Une recherche d’identité, manque de foi, de persuasion, ou plutôt une manière de se libérer de la contrainte imposée par les parents, les raisons diffèrent d’une femme à l’autre, et chaque histoire vécue a sa spécificité.

Une chose est sûre: chacun est libre de choisir le style vestimentaire qui lui convient, est responsable de ses actes, et chacun vit sa foi comme il l’entend. Chérine, une jeune ophtalmologue satisfaite sous son voile, estime que si une femme décide d’enlever son foulard, personne n’a le droit, ni de la condamner, ni de l’applaudir.
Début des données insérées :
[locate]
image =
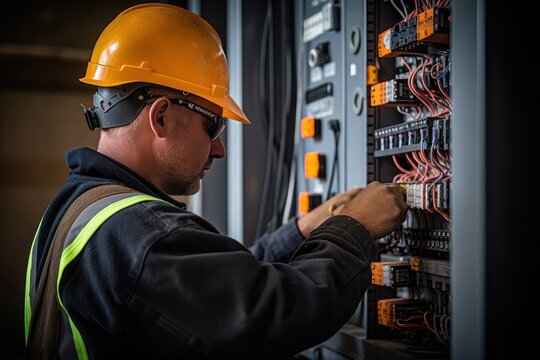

Son choix ne concerne personne qu’elle, et seul Dieu est en droit de la juger. « J’ai été, et je suis toujours fière d’avoir décidé de porter le voile. Je l’ai fait en toute liberté. Cette démarche était en harmonie avec ma volonté d’approfondir ma foi. Mon voile m’a aussi donné de la confiance, puisque grâce à lui, j’ai pu affirmer ma personnalité », conclut-elle.